Ah, the shame of having a vagina. How embarrassing it is to have a monthly cycle. How awkward the conversation when you explain to someone that the reason you aren’t behaving quite like the ’seen and not heard’ image of feminine perfection is your PMS. How wonderful of PMS Buddy to bestow their benevolence upon us! Way to further the ‘vagina=shameful” myth PMS Buddy!

“What’s more, we will not only keep you informed, but will give you some free advice on what to do about it. With PMSBuddy.com, there is no reason to ever be blindsided by PMS again. PMSBuddy.com – Saving relationships, one month at a time!”

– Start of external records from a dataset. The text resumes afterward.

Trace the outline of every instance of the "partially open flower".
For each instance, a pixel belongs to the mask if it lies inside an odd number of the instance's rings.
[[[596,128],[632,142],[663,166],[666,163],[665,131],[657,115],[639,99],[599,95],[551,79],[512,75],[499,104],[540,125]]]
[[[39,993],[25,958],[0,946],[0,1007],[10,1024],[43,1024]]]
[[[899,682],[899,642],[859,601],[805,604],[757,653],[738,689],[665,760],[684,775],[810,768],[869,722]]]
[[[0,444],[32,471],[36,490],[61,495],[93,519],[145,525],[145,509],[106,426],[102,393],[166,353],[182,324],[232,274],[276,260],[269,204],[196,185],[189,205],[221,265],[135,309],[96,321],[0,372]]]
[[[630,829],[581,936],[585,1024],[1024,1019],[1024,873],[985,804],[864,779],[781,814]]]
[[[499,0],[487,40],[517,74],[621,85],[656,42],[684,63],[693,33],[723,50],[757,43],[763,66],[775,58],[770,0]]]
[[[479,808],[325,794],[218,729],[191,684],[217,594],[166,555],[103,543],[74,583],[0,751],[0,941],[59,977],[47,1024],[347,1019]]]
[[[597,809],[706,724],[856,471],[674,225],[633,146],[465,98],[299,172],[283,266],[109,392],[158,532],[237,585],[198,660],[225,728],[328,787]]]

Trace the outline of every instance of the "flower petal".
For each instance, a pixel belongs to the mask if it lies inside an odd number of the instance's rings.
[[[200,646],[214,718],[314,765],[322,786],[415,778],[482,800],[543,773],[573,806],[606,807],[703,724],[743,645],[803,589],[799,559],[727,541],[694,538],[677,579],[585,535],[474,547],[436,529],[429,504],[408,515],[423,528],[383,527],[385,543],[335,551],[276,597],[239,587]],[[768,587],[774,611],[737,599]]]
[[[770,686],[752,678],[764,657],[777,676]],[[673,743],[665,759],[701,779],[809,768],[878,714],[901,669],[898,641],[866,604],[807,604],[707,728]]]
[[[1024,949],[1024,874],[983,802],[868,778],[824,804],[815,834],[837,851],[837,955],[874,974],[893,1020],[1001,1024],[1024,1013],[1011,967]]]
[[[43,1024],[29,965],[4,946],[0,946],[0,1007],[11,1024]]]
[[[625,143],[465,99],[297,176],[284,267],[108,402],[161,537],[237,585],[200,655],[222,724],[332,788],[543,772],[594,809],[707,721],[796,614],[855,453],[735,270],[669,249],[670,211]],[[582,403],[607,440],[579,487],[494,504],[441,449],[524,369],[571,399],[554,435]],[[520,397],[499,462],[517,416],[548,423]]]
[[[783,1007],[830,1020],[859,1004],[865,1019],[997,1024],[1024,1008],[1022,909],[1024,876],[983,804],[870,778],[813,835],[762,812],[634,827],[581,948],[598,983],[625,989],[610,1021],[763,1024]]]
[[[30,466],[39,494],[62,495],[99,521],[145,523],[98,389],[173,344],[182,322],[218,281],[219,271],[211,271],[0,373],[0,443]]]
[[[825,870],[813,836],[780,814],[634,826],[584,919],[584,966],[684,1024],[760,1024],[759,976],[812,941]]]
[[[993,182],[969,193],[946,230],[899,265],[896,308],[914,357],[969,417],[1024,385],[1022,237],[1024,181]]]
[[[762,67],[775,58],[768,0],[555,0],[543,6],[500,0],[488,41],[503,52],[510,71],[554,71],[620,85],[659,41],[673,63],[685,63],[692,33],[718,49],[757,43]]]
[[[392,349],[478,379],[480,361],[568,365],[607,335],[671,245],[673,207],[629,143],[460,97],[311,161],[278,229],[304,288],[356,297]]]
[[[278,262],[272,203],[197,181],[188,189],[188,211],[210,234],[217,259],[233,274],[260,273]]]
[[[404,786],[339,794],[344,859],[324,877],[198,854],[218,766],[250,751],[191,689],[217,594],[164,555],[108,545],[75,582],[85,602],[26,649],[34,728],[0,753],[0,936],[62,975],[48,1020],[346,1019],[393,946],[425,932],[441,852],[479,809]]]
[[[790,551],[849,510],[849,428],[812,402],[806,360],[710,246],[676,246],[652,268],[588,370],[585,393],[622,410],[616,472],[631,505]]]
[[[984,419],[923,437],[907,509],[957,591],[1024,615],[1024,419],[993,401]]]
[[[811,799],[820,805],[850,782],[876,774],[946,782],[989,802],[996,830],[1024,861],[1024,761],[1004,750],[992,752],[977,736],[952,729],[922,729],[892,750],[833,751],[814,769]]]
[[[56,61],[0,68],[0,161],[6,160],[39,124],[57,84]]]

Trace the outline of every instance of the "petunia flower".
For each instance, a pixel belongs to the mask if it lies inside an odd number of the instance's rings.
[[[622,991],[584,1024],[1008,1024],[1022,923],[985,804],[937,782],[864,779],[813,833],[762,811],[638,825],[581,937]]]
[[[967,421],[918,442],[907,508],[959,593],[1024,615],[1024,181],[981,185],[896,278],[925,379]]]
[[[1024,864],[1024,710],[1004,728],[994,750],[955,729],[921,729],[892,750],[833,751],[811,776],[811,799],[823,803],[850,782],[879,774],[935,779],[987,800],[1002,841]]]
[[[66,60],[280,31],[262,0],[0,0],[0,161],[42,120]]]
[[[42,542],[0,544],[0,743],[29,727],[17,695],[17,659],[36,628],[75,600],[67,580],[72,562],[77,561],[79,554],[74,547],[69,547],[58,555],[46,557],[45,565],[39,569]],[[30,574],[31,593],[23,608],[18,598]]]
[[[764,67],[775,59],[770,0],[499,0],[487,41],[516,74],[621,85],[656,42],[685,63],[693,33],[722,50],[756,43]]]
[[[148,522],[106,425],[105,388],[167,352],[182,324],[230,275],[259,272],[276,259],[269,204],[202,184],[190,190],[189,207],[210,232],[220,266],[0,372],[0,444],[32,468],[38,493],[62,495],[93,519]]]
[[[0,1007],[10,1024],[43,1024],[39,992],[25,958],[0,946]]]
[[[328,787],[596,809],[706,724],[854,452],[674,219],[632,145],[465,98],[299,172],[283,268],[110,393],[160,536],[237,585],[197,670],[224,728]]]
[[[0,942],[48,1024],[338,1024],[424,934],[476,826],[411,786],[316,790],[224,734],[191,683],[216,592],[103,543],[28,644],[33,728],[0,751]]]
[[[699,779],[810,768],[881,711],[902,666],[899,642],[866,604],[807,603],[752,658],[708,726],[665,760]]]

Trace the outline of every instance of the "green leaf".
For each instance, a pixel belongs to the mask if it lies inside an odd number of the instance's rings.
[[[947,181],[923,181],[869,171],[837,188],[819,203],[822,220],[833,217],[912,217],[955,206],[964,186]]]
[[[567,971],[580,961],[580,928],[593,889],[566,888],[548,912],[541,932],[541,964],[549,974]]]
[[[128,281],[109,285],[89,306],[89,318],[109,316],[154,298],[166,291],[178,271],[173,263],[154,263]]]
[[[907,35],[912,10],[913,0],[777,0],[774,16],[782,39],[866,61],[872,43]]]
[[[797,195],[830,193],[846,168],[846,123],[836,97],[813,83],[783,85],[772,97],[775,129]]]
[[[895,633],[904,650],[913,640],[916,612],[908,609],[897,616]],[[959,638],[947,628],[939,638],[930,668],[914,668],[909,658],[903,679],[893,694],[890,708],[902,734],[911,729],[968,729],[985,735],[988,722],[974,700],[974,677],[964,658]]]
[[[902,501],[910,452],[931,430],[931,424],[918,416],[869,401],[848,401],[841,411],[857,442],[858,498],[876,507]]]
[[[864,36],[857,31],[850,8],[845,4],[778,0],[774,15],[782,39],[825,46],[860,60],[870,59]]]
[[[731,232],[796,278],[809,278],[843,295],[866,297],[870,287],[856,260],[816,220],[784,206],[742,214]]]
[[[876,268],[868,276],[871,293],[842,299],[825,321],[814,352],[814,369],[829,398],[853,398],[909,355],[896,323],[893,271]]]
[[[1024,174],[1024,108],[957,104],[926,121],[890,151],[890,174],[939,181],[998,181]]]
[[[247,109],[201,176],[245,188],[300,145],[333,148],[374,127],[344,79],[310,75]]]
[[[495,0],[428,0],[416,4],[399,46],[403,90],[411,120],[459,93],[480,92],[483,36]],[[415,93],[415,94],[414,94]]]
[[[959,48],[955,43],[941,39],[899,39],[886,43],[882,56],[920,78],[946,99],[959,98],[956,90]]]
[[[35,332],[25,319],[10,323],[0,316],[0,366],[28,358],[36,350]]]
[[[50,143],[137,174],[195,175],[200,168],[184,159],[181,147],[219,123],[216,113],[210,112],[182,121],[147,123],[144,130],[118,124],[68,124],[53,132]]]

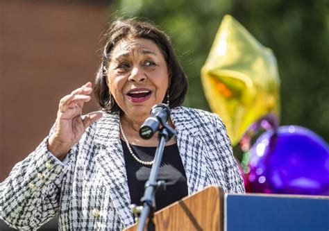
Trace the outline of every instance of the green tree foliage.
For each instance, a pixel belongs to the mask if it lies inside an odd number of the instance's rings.
[[[276,56],[280,124],[302,126],[329,139],[328,0],[121,0],[112,9],[146,17],[170,35],[189,78],[185,105],[206,110],[200,70],[223,15],[233,15]]]

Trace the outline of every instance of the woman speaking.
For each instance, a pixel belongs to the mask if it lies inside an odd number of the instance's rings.
[[[221,120],[182,107],[187,77],[167,35],[149,22],[118,19],[95,84],[62,98],[55,125],[39,146],[0,185],[0,217],[19,230],[37,229],[56,214],[60,230],[122,230],[134,223],[158,143],[143,139],[151,108],[171,108],[176,136],[166,143],[157,209],[210,185],[244,193],[243,181]],[[94,90],[102,109],[82,115]]]

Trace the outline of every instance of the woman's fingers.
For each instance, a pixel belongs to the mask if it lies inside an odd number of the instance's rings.
[[[99,120],[103,117],[103,112],[98,111],[98,112],[92,112],[85,114],[82,117],[83,126],[85,129],[87,128],[92,123]]]
[[[67,109],[72,108],[76,105],[82,108],[83,103],[89,101],[91,99],[90,96],[84,94],[69,94],[60,100],[59,110],[60,112],[65,112]]]
[[[90,94],[92,92],[92,83],[88,82],[79,88],[76,89],[71,94]]]

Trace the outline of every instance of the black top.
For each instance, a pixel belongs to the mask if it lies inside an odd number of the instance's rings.
[[[124,148],[131,203],[141,205],[140,199],[144,196],[145,182],[149,180],[152,166],[144,165],[137,162],[129,152],[126,142],[121,140],[121,144]],[[130,145],[134,154],[141,160],[152,161],[154,159],[156,147]],[[187,196],[186,174],[179,155],[177,144],[164,147],[158,180],[166,182],[167,189],[156,192],[156,210],[161,209]]]

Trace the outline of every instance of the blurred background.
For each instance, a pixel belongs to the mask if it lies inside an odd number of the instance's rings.
[[[329,1],[0,1],[0,181],[55,121],[60,99],[93,81],[114,17],[147,18],[171,37],[189,78],[185,105],[210,110],[200,71],[226,14],[278,60],[280,125],[329,139]],[[97,110],[95,101],[86,112]]]

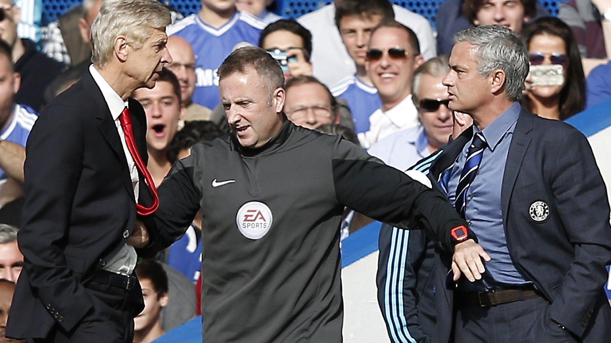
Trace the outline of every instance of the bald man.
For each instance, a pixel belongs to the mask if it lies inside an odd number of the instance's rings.
[[[185,38],[174,35],[167,37],[167,49],[174,60],[166,68],[172,71],[178,79],[183,104],[186,112],[183,120],[210,120],[212,115],[210,109],[191,101],[195,91],[195,53],[193,48]]]

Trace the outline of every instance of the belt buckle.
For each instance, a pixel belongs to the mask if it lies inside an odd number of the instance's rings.
[[[477,293],[477,297],[479,298],[480,306],[481,307],[492,307],[496,305],[496,303],[493,303],[492,301],[490,300],[490,297],[488,296],[489,293],[492,293],[492,296],[494,297],[494,290],[489,292],[479,292]]]
[[[134,287],[134,284],[136,283],[136,278],[133,278],[130,275],[127,275],[127,281],[125,283],[125,290],[131,291]]]

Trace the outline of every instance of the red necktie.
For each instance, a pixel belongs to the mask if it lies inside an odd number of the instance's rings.
[[[159,207],[159,195],[157,194],[157,189],[155,187],[155,182],[153,182],[153,178],[148,173],[142,158],[138,153],[138,149],[136,146],[136,141],[134,140],[133,129],[131,127],[131,114],[130,113],[130,109],[125,107],[121,112],[121,115],[119,117],[119,120],[121,123],[121,127],[123,128],[123,133],[125,135],[125,143],[127,144],[127,148],[130,150],[131,157],[134,159],[136,167],[143,175],[146,180],[146,183],[150,188],[151,193],[153,194],[153,204],[150,208],[145,208],[140,204],[136,204],[136,211],[141,215],[148,215],[152,214],[157,211]]]

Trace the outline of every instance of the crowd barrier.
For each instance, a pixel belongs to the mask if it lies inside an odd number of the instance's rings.
[[[611,198],[611,99],[567,120],[588,137]],[[378,267],[379,223],[356,231],[342,242],[342,282],[344,298],[344,342],[388,343],[384,320],[378,305],[375,276]],[[607,267],[607,269],[609,267]],[[611,273],[605,289],[611,299]],[[256,311],[256,309],[254,309]],[[200,343],[202,318],[197,317],[172,330],[155,343]],[[236,323],[236,325],[240,325]]]
[[[437,9],[445,1],[390,0],[390,2],[424,16],[434,27]],[[538,1],[555,16],[558,13],[558,4],[566,0]],[[82,0],[42,0],[43,24],[57,20],[66,11],[82,2]],[[164,0],[162,2],[169,4],[185,16],[196,13],[201,8],[200,0]],[[275,0],[274,12],[285,18],[295,18],[331,2],[331,0]]]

Free advice? Let’s have a look. On the ‘PMS Tips’ page, PMS Buddy helpfully points confused males towards consumerism to bridge the gap between the strange, emotional creature called a woman that their testicles refuse to let them live without. So here’s the sites the recommend:

1. Flowers, because:

“When all else fails, flowers will always do the trick. They are kryptonite to PMS.”

An interesting metaphor to use, as it posits PMS as some kind of Superhero.

2.Match.com:

“If it’s really that bad, maybe something’s amiss. As they say, it never hurts to look.”

Woman getting you down? Too damn lazy to work on the relationship and treat her like a huiman being? Bought her flowers and didn’t get laid? Then discard her like a used wank sock and get another one!

3. Wine:

Do something special for her and show her you care. A bottle of her favorite wine should help calm things down.

Translation: get her hammered and then she’s more pliable to trying anal without lube.

4. And the piece de resistance, Playboy lingerie

During PMS women can feel bloated and unattractive. Show her how you really feel with some sexy lingerie.

‘How you really feel’ – aka you can’t wait for the icky bleeding to stop so you can start fucking her again.

Once you attempted to solve a problem by throwing money at it (it’s the Western Consumerist Way!) PMS Buddy also has stories from other ‘victims’, so you know that you’re not alone.

If your relationship involves fights, violence and ‘crazy’ behaviour at That Time Of The Month and it requires speinding money to solve, then the problem isn’t PMS, it’s your relationship. Either you’re a dickhead, she’s a misogynist or you’re both idiots. Don’t blame it on PMS, it’s you.